On Thursday January 11, the African-American Commission Inc and the Pan-African Patriots Alliance partnered to present a lecture at the Camden campus of the Camden County College featuring former Student Non-Violent Coordinating Committee organizer and leader Mukasa Dada known in the ‘60’s as Willie Ricks. The lecture was part of a program honoring Dr. Martin Luther King Jr and the modern history of resistance to oppression and social injustice.

photo of Mukasa Dada

R. Mangaliso Davis, who spearheaded the program, was pleased local organizations were able to partner with Camden County College to open their facilities to the Camden community. “We are privileged to have this partnership with Camden County College in terms of more openness with the school and the community. We are working with them to promote the historical contributions that we all have made and particularly the African whom we all have come from.”
In his hour long lecture Mukasa Dada shared his personal history, the history of global European domination and colonialism, the history of African struggle on the continent against domination, in the “New World” and especially in the US.

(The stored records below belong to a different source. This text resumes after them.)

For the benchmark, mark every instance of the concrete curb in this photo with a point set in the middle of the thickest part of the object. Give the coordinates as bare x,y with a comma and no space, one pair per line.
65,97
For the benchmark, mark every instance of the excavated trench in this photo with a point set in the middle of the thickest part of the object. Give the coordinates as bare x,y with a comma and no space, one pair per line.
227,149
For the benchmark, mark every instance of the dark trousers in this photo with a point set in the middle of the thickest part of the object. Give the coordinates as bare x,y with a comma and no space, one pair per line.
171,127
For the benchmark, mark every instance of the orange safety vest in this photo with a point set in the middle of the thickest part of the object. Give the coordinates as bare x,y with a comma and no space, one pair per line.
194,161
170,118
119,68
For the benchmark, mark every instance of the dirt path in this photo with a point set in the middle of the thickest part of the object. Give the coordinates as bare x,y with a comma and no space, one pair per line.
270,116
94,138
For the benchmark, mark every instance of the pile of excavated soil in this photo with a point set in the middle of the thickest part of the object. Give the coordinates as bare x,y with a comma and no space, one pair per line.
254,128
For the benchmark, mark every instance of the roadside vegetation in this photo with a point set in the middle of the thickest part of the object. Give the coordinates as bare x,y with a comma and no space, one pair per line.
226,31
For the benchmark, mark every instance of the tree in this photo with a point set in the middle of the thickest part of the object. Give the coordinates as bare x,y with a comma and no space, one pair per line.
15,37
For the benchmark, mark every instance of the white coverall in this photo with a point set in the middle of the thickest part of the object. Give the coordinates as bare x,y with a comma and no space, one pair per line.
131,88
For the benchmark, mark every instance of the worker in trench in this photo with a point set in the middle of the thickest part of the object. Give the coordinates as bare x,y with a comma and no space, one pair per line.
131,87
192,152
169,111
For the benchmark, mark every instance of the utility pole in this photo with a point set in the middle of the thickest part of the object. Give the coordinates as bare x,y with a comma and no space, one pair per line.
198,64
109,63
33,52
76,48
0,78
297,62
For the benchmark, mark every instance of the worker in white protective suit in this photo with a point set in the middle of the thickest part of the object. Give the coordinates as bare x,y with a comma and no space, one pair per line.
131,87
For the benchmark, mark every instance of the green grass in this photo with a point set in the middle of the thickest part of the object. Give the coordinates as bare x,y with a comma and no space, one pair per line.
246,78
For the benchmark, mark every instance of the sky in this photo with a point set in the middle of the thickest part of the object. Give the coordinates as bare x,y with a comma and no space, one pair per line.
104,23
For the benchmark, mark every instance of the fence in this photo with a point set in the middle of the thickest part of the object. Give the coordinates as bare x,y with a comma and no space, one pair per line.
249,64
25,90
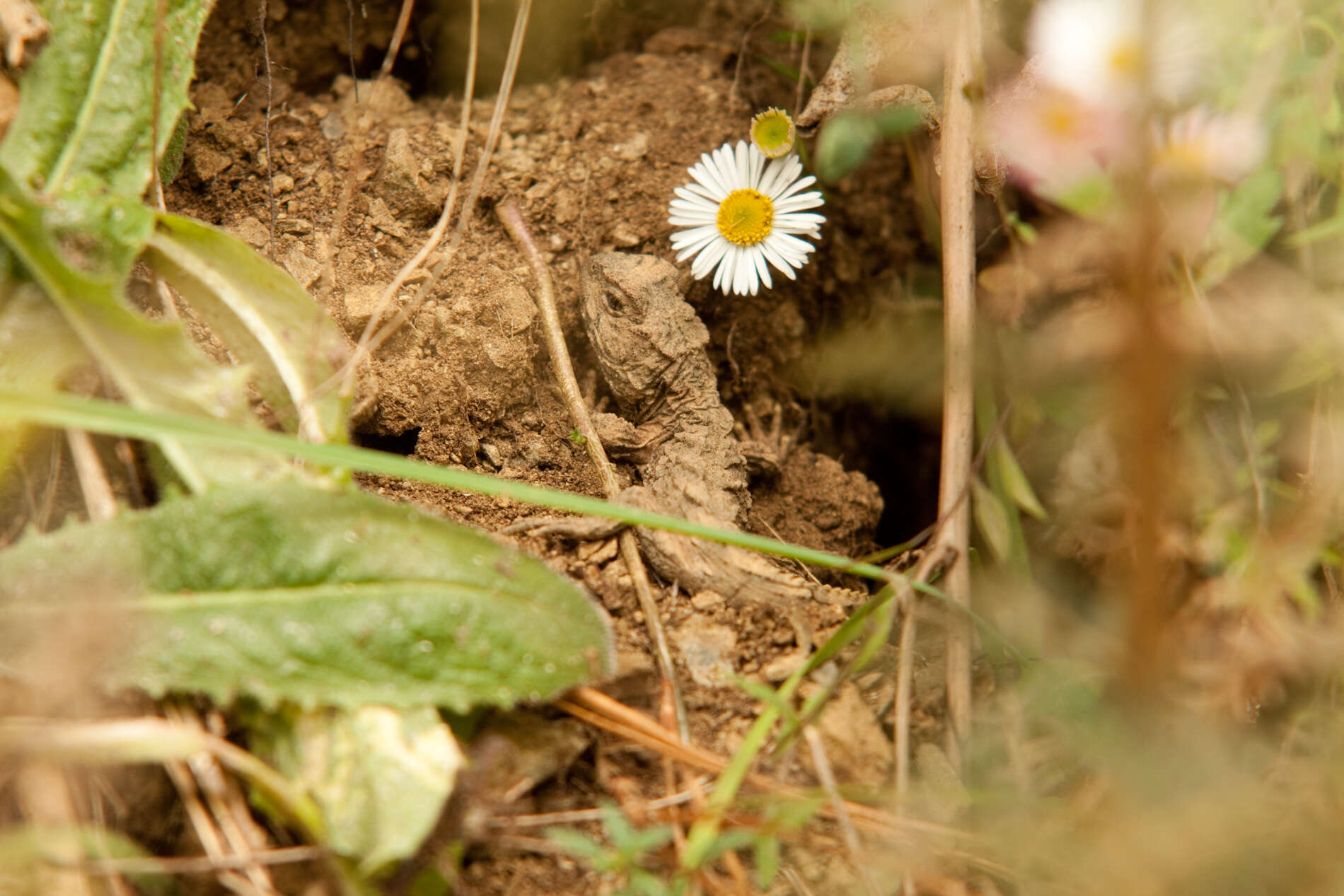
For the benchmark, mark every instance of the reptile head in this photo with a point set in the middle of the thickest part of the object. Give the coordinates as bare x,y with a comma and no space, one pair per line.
637,321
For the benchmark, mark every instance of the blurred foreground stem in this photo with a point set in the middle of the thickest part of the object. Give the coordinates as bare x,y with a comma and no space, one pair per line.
958,421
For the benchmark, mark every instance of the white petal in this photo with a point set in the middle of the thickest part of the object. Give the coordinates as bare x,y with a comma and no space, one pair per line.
707,180
726,168
685,238
791,246
691,207
746,279
794,187
797,223
743,163
710,176
697,195
799,203
776,260
691,219
691,249
709,258
763,269
725,267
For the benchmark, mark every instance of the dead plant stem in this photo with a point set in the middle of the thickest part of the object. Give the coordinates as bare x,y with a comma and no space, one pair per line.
958,282
511,216
369,340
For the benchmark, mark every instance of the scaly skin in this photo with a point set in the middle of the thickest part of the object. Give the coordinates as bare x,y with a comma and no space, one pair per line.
651,348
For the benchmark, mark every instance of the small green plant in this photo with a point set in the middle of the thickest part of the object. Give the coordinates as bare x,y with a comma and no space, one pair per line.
625,854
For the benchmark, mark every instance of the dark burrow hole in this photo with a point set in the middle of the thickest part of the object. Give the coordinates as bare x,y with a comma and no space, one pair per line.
401,443
900,453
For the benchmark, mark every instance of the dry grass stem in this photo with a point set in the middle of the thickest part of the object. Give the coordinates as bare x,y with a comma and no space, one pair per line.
827,778
364,347
93,480
564,370
958,291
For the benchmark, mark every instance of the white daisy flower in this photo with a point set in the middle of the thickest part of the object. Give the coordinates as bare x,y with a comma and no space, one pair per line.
1202,144
1097,49
743,214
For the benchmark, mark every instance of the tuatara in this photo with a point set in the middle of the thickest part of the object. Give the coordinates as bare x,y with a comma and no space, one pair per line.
651,348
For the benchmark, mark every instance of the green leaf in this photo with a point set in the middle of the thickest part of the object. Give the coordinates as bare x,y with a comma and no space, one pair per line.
27,854
153,364
37,351
1242,226
381,776
265,319
991,519
319,598
766,852
88,100
1090,197
1015,481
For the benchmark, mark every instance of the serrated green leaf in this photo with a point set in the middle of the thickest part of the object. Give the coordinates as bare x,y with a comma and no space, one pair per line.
265,319
37,351
153,364
86,104
379,775
312,597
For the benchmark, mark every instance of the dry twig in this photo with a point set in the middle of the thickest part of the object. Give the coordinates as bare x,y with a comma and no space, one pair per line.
958,291
512,219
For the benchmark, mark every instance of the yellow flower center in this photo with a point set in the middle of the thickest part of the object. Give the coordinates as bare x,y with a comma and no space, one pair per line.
1127,59
773,132
745,216
1061,120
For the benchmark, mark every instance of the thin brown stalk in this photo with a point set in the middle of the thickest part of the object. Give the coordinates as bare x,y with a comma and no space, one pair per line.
1144,385
594,707
449,204
45,797
958,289
403,21
464,221
827,778
233,824
371,337
932,563
511,216
93,480
194,864
803,71
582,815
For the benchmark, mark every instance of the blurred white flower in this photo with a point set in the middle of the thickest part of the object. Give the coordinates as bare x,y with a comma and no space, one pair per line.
745,214
1099,50
1051,139
1199,144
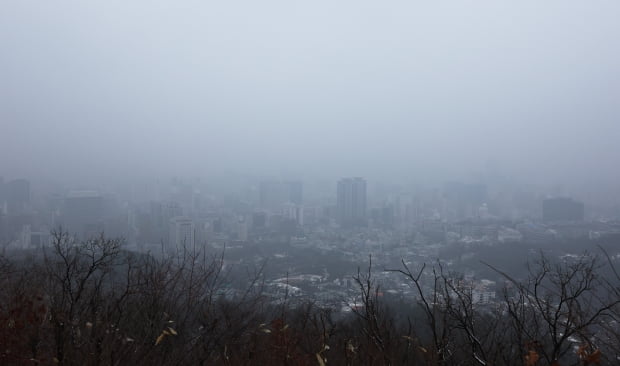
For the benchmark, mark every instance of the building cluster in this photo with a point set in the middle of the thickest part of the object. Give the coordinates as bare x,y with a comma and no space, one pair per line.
279,220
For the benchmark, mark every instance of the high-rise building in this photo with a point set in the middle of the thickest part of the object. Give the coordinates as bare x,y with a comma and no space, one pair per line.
181,233
83,214
562,209
351,202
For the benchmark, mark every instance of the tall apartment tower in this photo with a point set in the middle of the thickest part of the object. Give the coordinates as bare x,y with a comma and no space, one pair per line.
181,234
351,202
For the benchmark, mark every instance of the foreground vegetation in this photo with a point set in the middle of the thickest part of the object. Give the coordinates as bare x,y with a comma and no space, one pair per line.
90,303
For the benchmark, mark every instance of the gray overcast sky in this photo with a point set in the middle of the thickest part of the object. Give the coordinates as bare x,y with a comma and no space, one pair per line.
311,88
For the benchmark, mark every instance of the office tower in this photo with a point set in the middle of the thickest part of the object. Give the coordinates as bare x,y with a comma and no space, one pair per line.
562,209
83,214
181,234
351,202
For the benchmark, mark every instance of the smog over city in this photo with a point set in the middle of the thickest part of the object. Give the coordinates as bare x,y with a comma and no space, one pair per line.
310,182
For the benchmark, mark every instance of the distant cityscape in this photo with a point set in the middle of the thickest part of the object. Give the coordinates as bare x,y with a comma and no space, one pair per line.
312,238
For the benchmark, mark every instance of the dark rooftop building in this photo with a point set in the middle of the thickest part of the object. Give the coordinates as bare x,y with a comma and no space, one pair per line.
562,209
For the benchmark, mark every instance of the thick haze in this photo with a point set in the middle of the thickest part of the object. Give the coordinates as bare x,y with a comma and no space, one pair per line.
396,89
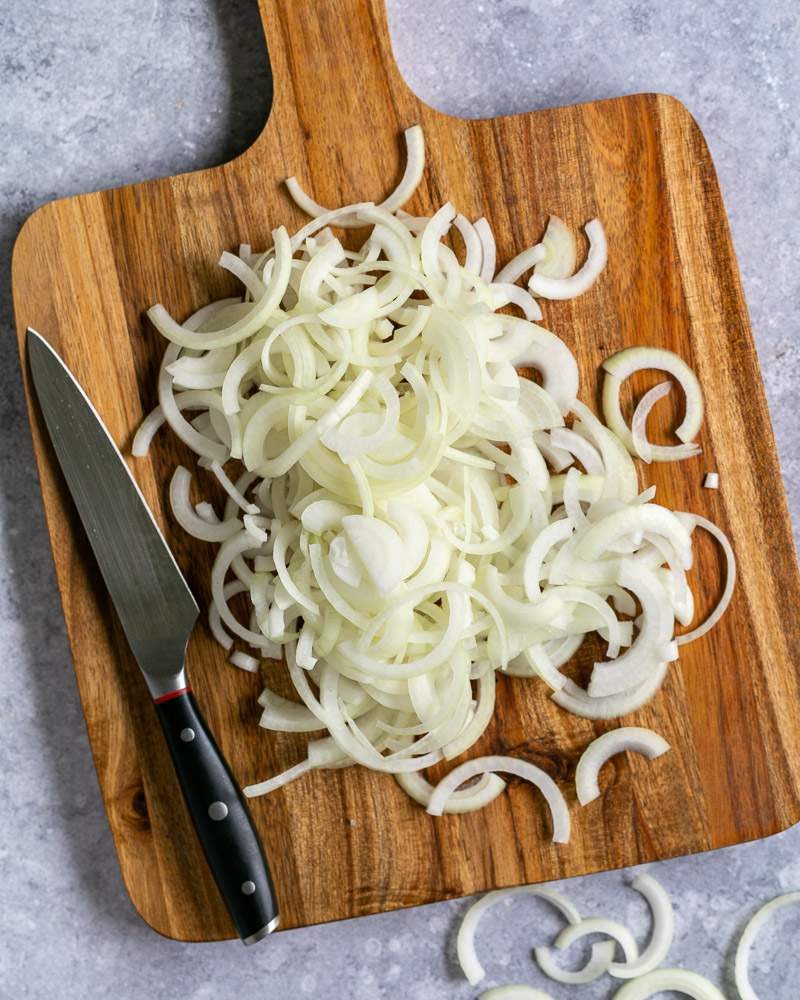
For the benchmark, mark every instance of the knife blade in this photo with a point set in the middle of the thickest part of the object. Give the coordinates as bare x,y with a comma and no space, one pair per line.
157,611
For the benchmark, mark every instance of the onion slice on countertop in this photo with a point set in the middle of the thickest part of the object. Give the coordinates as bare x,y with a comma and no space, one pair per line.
591,925
516,991
663,917
754,925
692,984
465,941
509,765
630,738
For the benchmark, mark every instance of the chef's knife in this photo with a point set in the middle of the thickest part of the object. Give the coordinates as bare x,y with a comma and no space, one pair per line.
158,612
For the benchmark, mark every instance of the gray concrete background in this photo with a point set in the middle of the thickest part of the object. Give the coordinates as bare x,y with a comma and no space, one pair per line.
94,94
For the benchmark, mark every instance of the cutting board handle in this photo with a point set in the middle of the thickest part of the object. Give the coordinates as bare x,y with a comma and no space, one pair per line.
336,85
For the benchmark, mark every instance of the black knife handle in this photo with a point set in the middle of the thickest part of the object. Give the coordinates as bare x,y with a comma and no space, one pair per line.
220,816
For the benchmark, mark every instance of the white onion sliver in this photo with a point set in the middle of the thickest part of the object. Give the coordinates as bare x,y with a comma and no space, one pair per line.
244,662
465,941
463,800
663,917
583,279
730,579
290,774
662,980
754,925
602,955
515,991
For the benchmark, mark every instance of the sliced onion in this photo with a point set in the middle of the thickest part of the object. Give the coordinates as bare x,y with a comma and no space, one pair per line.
244,662
514,992
489,250
290,774
396,526
186,516
574,699
463,800
510,765
592,925
560,250
465,941
602,956
623,364
583,279
641,446
146,432
630,738
748,938
662,980
661,936
730,579
523,262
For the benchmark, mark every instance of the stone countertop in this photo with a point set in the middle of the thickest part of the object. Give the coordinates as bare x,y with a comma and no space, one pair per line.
94,94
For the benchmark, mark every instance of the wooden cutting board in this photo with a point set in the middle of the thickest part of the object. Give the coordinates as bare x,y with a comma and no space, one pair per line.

“My name is Mukasa Dada; it used to be Willie Ricks. When I was in Uganda hanging out with Idi Amen Dada he gave me that name, that’s what he called me and I gave the white folks back my slave name. I wanted to send it back with a fire bomb”. Mukasa shared his family history growing up on a farm in Alabama on Rick’s Plantation. His family moved to Tennessee and that’s where he became involved in the Civil Rights movement.

He emphasized Black people are African people and talked about the importance and value of Africa and its history. “When we go back and look and look at ourselves we see Africa. Africa is a land, twelve million square miles of land filled with diamonds, gold and many many other natural resources, water and resources in the ground, resources growing above the ground many kinds of trees, we come from that land, Africa produced us. In Africa we spoke our own language, we had our own gods and we many great civilization and we were living solving our own problems.”
Mukasa was passionate about the struggle he shared the history of struggle the various African kingdoms and empires, their leaders who struggled against Arab and European domination. He spoke about the Haitian Revolution and how it was a beacon of freedom around the world and how the Haitian revolution inspired slave revolts in the US and the struggle for freedom in Central and South America.

Dada spoke about the origins of the Pan-African movement. He spoke about DuBois, Nkrumah and Garvey and their influence in the African liberation movement. Dada was highly critical of Europeans who came to Africa and gave the indigenous people Christianity. He talked about the African anti-colonial liberation movements. He made the linkage and connection between African liberation in the 1950’s and the US Civil Rights Movement. “A man in Africa organized armies and won his independence in Ghana and ran the white man out of Ghana and all the leaders from all over African, Martin Luther King Jr came to Africa and Kwame Nkrumah said ‘Ghana will never be truly free until all of Africa is free’. Martin Luther King Jr. was right there beside him and he came back to the United States and said if Ghana can do we can do it.”

“In 1960 eighteen African countries ran the Europeans out, and the sit ins started in the US, SNCC was formed and the students began to sit in and in the Caribbean they began to throw off their shackles and demand their freedom. Right here in the US we began to demonstrate and the wind of freedom was blowing in the African communities all over the world”

Dada shared his experiences as a member of the Student Non-Violent Coordinating Committee and provided anecdotes about what life was like during those tense times. He stated SNCC was more militant and radical and the other older leaders like King tried to rein them in. Mukasa Dada is credited with coining the phrase “Black Power” during a march in Alabama. “We organized the Lowndes County Freedom Party which later became known as the Black Panther Party. The whites came and started shooting and burned their houses. We put up tents to house the people. We had to build a military type defense. When we said ‘Black Power’ all civil rights people said ‘no no’, we said ‘yes yes’. We spoke out against the war in VietNam. We said ‘Why should the Black man go three thousand miles to fight the Yellow man for the white man?’ Why should we fight for America? We went down to the draft board and beat the soldiers up. How is the slave going to help the slave master fight? That doesn’t make sense at all. We joined in the liberation movements all around the world, we became international. All that was part of the Black Power Movement”.

Mukasa Dada urged the audience to love themselves, love and respect Black women. He called for African world wide to unite to free their minds from colonial domination. He said of himself, “I wasn’t the smartest, I probably had the loudest mouth, and I was just a soldier for the freedom of African people.”